Accordingly, we induced chromosome breakage in human lymphocytes with X-rays in the
presence or absence of an inhibitor of double strand break repair, adenine 9--d-arabinofuranoside
(Ara-A). Our data surprisingly indicated that both chromosomes are equally radiosensitive.
However, the inactive and highly condensed state of the inactive X chromosome enhanced the
inhibitory effect of Ara-A upon the repair of X-ray-induced breaks. Thus, the observed
fragility is the result of a balance between the actual number of breaks induced in each
chromosome and their differential processing (Surrallés et al., 1998b). The next step
will be to compare the extent of UV-radiation induced NER in the active and inactive X
chromosome. As NER is preferentially directed to actively transcribed regions, we would
expect a lower level of repair in the inactive X chromosome.
Does gene density modulate the persistence of chromosome damage?
Once I had managed to settle back into the Spanish society, I had in mind that, besides
different radiosensitivity and repair, another factor that might modulate interchromosomal
differences in the number of breaks detected after past exposure is a differential
persistence of translocations involving different chromosomes. Low persistence of
translocations might be related to cell lethality as a result of gene truncation or
position effects.
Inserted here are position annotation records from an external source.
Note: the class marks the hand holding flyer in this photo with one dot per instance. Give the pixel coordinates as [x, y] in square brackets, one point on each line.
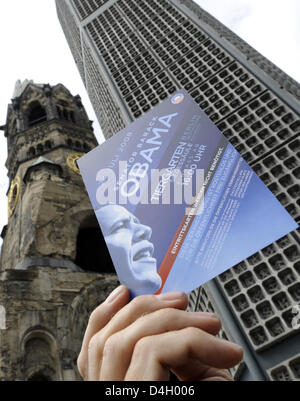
[176, 203]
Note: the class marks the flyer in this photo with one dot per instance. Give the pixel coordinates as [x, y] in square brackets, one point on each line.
[176, 203]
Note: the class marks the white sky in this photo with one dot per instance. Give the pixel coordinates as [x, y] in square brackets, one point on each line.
[33, 46]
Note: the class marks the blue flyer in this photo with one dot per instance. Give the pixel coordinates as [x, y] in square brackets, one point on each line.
[176, 203]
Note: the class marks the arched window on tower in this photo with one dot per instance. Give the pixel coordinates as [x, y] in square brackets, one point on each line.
[91, 250]
[37, 114]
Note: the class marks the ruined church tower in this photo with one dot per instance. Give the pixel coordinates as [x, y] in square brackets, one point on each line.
[55, 268]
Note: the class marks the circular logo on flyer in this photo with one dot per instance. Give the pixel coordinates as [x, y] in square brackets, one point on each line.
[178, 98]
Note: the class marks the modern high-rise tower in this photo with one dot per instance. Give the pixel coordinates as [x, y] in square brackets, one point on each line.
[131, 55]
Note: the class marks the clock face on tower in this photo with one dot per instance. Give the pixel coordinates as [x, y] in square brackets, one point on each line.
[13, 195]
[71, 162]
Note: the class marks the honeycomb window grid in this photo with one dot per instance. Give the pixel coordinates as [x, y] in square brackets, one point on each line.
[150, 94]
[268, 303]
[218, 97]
[198, 65]
[87, 7]
[280, 172]
[257, 128]
[288, 370]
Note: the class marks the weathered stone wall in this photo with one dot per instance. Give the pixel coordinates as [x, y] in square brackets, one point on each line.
[47, 310]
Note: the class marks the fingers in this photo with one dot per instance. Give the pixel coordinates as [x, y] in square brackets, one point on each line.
[180, 351]
[138, 307]
[119, 347]
[98, 319]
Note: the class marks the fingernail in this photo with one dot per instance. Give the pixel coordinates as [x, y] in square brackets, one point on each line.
[237, 347]
[170, 296]
[113, 295]
[207, 314]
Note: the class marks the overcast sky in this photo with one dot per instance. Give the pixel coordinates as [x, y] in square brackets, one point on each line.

If this is true, then one would expect a lower persistence of
translocations involving chromosomes with high gene density. To verify this hypothesis we
are analysing the persistence of translocations involving chromosomes 1 and 19 (with high
gene density) and 4 and 18 (with very low gene density). Translocations were induced by
ionizing radiations in a wild-type lymphoblastoid cell line and samples were collected and
harvested 1, 3, 7, 14, 28, 42 and 56 days after irradiation. After scoring 4000 metaphases
per chromosome and time point (including untreated controls), chromosome aberrations
involving chromosome 1 declined slightly faster than those involving chromosome 4,
suggesting that aberrations involving the gene-rich chromosome 1 are less stable. Further
analysis will allow us to state whether this tendency is biologically relevant and
actually related to gene density.
Back in my home laboratory, I am really lucky my PhD students are continuing the job. I
am trying to pass them all I have learnt from my mentors and teachers so the knowledge
will not fade but, like wine, improve through the years. This is probably the tribute I
can pay to all the people that have made it possible for me to get this Award and that
have put their trust in me over the past 10 years, including my family and my wife. Last
but not least. Thank you all.
Acknowledgements
This overview is the subject of the EEMS Young Scientist Award 1998 Lecture I gave
during the 28th-EEMS Annual Meeting in Salzburg. I would like to thank the Award Committee
for the prize and for giving me the opportunity to attend the EEMS-Meeting.